5 Donavan Tate - San Diego Padres
Donavan Tate was selected as the third overall pick of the 2009 draft by the San Diego Padres. Thanks to his $6.7 million signing bonus, Tate decided to forego a career at North Carolina. Unfortunately, the next couple of years were rough for him as he suffered numerous injuries, including a broken jaw, before then receiving treatment for other off-field issues. After going seven seasons in the minor leagues, he was released in 2016, never playing in a single professional game, and never playing in more than 110 games in a minor league season, thanks to the plethora of injuries he unfortunately sustained.

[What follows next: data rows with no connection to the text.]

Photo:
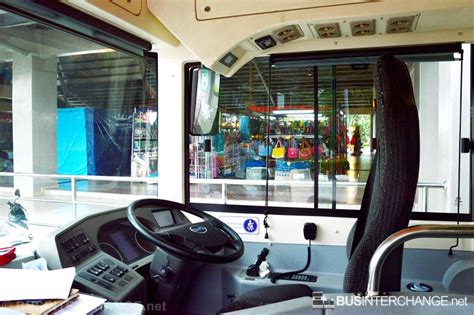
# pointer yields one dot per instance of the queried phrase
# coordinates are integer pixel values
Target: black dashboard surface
(121, 241)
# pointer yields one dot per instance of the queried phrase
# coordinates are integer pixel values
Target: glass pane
(263, 136)
(70, 110)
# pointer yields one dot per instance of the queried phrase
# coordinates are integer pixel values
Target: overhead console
(106, 251)
(226, 34)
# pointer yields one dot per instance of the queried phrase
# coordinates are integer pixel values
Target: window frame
(302, 58)
(63, 17)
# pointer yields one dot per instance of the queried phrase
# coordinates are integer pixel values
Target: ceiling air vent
(288, 33)
(265, 42)
(228, 60)
(400, 24)
(329, 30)
(362, 28)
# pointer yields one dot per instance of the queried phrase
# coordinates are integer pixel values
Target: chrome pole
(400, 237)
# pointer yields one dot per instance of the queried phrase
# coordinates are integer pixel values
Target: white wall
(34, 107)
(171, 121)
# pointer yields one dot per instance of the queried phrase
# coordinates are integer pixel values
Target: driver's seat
(388, 196)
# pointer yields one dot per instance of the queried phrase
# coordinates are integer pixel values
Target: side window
(77, 119)
(301, 137)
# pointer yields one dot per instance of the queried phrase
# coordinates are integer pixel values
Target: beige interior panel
(214, 9)
(132, 16)
(435, 21)
(132, 6)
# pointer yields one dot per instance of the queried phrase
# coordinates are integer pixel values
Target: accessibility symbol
(250, 225)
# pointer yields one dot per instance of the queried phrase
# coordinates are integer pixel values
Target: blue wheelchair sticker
(250, 225)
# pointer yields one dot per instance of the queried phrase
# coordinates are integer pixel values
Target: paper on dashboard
(24, 284)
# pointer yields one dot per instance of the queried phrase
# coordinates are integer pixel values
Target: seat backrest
(391, 187)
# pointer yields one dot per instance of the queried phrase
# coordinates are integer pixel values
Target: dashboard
(107, 251)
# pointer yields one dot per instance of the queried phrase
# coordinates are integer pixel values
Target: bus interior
(241, 157)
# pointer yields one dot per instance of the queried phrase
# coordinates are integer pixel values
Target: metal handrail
(83, 177)
(224, 182)
(400, 237)
(74, 179)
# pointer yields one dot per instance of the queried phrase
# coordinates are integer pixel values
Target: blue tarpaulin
(75, 141)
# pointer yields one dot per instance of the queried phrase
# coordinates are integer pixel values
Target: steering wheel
(210, 241)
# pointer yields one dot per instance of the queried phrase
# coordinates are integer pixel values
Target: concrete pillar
(427, 99)
(171, 122)
(34, 107)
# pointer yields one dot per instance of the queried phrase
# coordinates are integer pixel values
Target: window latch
(466, 145)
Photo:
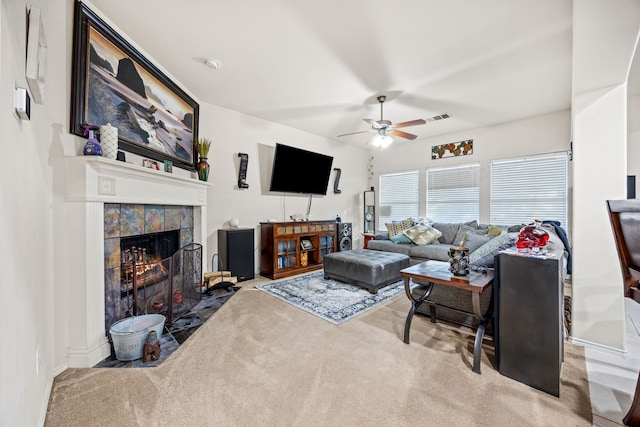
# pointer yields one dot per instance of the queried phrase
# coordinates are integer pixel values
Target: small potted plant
(202, 146)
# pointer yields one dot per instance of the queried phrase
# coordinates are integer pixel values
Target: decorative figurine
(151, 349)
(92, 147)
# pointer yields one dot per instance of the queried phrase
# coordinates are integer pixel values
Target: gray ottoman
(369, 269)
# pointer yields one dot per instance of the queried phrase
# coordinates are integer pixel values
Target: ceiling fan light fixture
(381, 141)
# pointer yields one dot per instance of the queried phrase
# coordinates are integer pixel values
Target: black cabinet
(529, 329)
(236, 252)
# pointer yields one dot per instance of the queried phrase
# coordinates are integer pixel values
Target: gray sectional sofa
(484, 242)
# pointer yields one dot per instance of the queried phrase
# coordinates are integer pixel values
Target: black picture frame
(114, 83)
(306, 244)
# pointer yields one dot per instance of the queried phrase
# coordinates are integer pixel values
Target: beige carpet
(260, 361)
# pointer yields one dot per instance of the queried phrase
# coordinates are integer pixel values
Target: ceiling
(319, 66)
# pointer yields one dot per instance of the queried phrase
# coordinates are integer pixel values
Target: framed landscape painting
(113, 83)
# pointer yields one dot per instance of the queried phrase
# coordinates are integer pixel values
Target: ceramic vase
(109, 141)
(532, 237)
(203, 169)
(459, 260)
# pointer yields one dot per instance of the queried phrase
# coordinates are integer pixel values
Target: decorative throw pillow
(397, 227)
(422, 234)
(484, 255)
(400, 238)
(418, 220)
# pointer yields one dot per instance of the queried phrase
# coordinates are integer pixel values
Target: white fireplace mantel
(90, 183)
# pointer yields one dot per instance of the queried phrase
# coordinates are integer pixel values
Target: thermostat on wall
(22, 103)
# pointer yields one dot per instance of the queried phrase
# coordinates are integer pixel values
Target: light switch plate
(22, 103)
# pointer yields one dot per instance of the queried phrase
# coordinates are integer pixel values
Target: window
(453, 194)
(398, 196)
(530, 188)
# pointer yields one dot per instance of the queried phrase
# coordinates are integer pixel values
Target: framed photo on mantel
(114, 83)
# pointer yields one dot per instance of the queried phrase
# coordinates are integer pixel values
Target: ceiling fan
(384, 128)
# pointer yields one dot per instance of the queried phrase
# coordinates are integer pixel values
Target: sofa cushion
(397, 227)
(449, 230)
(474, 239)
(389, 246)
(401, 239)
(495, 230)
(484, 255)
(461, 235)
(434, 251)
(422, 234)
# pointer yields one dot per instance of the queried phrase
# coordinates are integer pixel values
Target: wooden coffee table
(428, 274)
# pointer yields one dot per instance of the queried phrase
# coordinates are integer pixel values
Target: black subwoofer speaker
(235, 249)
(345, 236)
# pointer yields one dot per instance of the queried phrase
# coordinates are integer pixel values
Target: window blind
(398, 198)
(453, 193)
(526, 189)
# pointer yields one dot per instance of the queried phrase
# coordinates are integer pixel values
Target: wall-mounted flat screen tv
(300, 171)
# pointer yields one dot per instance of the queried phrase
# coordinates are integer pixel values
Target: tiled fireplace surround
(95, 189)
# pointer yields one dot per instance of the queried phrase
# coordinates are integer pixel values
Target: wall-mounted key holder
(336, 182)
(242, 173)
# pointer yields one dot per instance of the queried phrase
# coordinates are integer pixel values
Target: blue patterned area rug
(331, 300)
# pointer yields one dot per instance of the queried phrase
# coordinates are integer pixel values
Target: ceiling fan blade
(403, 134)
(353, 133)
(373, 123)
(440, 117)
(410, 123)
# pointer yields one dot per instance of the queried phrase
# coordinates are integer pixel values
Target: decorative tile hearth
(91, 183)
(125, 222)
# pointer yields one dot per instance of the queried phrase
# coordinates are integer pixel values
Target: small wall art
(460, 148)
(151, 164)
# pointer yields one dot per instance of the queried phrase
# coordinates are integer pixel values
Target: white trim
(595, 346)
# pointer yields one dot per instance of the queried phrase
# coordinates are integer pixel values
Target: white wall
(34, 308)
(548, 133)
(633, 138)
(27, 307)
(234, 133)
(604, 42)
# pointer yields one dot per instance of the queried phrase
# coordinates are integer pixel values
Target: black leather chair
(625, 221)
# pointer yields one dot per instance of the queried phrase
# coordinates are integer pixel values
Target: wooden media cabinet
(290, 248)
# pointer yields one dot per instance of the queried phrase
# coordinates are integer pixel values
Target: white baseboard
(589, 344)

4 Josh Vitters - Chicago Cubs
Drafted in 2007 as the third overall pick by the Chicago Cubs, Josh Vitters only played in one season with the Cubs. After receiving a $3.25 million signing bonus and playing several average seasons in the minor leagues, Vitters was finally brought up to the Cubs MLB roster in 2012, where he finished his 36 games with an awful batting average of .121 to go along with an on-base percentage of .193. In the field, he committed 4 errors over 197 innings while covering third base. After being relegated to the minors for the following two seasons, Vitters retired from baseball, marking a massive waste of a No. 3 draft pick by the Chicago Cubs.
3 Matt Bush - San Diego Padres
Matt Bush was drafted by the San Diego Padres with the first overall pick of the 2004 draft. It didn't take long for his off-field issues to mount. He didn't play in a single professional game for the Padres, and would have ended his career without a professional game, had the Texas Rangers not given him an opportunity as a pitcher in 2016. Since then, he has pitched for the Rangers, marking a successful return to the mound, as he has posted ERAs under 5.00 every season over the course of the past three seasons. With that being said, however, his success in the major leagues comes 12 seasons after his being drafted.

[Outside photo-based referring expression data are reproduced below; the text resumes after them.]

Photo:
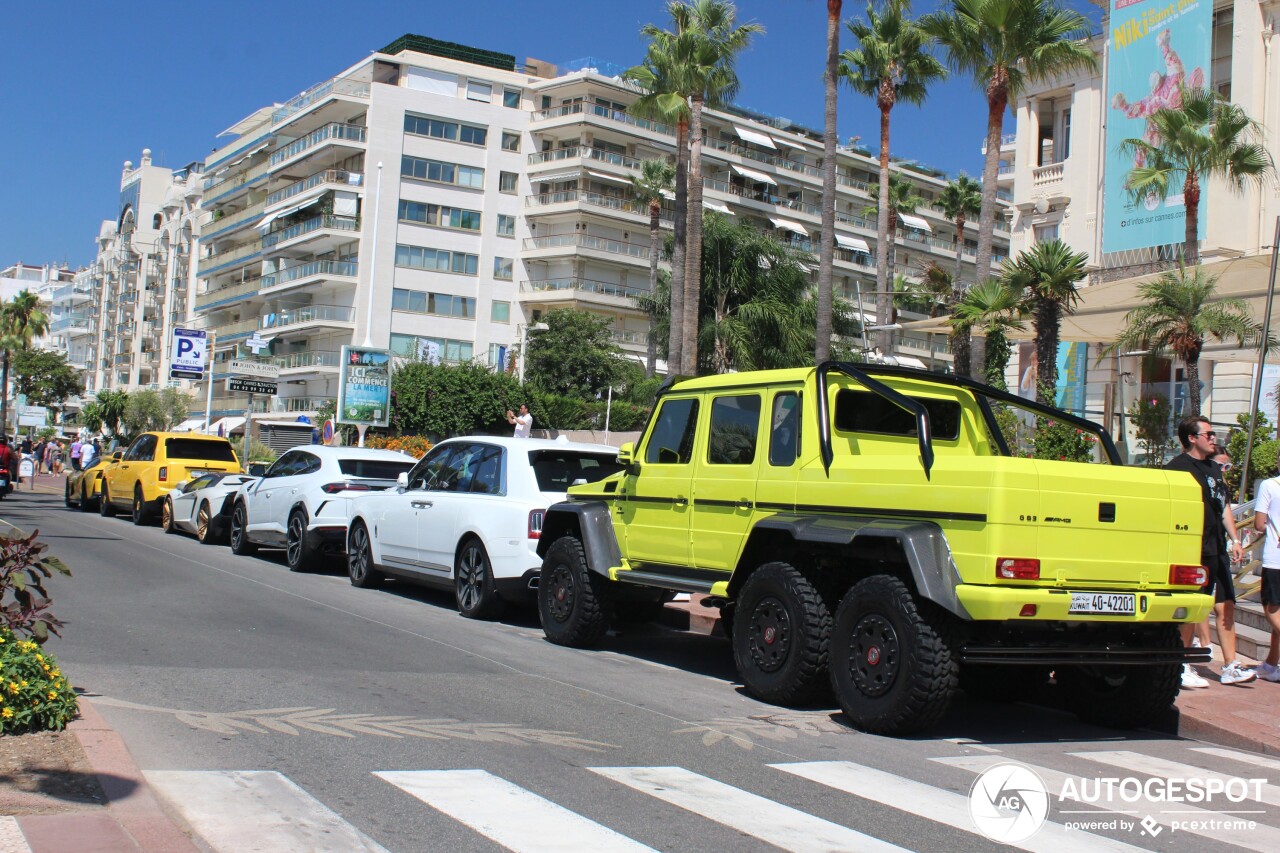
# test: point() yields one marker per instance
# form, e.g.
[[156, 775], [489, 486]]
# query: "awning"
[[855, 243], [786, 224], [914, 222], [759, 138], [752, 174]]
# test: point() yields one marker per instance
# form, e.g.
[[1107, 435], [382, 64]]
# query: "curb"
[[128, 798]]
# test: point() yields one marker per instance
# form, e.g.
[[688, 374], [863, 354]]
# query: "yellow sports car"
[[85, 488]]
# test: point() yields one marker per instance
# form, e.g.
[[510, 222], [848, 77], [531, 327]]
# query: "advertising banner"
[[1155, 49], [365, 387]]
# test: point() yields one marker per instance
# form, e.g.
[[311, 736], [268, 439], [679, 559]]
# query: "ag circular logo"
[[1009, 803]]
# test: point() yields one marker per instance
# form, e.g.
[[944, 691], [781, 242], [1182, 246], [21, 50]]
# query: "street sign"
[[251, 386], [188, 350], [254, 369]]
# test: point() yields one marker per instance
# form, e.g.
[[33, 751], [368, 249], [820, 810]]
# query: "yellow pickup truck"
[[872, 528]]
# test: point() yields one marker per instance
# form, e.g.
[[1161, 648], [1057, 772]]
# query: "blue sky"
[[91, 85]]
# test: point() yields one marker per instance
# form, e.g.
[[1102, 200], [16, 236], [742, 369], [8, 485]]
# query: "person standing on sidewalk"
[[1200, 442], [1266, 520]]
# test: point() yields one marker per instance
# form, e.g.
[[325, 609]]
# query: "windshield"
[[206, 450], [557, 470]]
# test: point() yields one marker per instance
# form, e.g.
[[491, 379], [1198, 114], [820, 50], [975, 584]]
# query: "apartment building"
[[1055, 168]]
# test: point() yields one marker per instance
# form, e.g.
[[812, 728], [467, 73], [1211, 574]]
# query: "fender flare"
[[592, 523], [924, 544]]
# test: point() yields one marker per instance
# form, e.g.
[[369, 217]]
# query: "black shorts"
[[1271, 587], [1220, 580]]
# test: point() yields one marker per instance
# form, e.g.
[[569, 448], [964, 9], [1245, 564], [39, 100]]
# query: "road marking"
[[938, 804], [508, 815], [1137, 762], [260, 811], [1261, 838], [745, 812], [12, 840]]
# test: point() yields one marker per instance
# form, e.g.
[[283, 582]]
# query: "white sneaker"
[[1269, 671], [1235, 674], [1191, 680]]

2 Danny Hultzen - Seattle Mariners
Drafted as the second overall pick in 2011 to the Seattle Mariners, Danny Hultzen was given a whopping $6.35 million signing bonus. Given that, one could assume that the Mariners would have liked Hultzen to pitch at least one major league game. After two seasons in the minor leagues, Hultzen wound up taking a season off, before then attempting a return to the minors in 2015. After playing in just five games over the 2015/16 season, he joined the AAA in 2018, where he has continued his MLB pursuit, six seasons after being drafted at No. 2.

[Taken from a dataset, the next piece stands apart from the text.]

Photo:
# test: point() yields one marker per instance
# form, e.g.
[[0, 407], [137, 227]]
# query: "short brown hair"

1 Mark Appel - Houston Astros
Drafted as the number one overall pick in 2013 to the Houston Astros with one of the largest signing bonuses in MLB history ($6.35 million), Mark Appel never actually played in an MLB game. In addition, he's never actually picked in more than 25 games in a single season, and has played on more than one team every season but one. In his first season in the minor leagues, he posted an impressive enough 3.79 ERA over 10 games, before then seeing his ERA drop the following season to 6.91 over 19 games pitched. Appel played in his final minor league season in 2017, where he posted an ERA of 5.14 over 19 games, marking the end of an era of regret for the Astros organization as they likely wondered how much better they could have been with a better number one overall pick.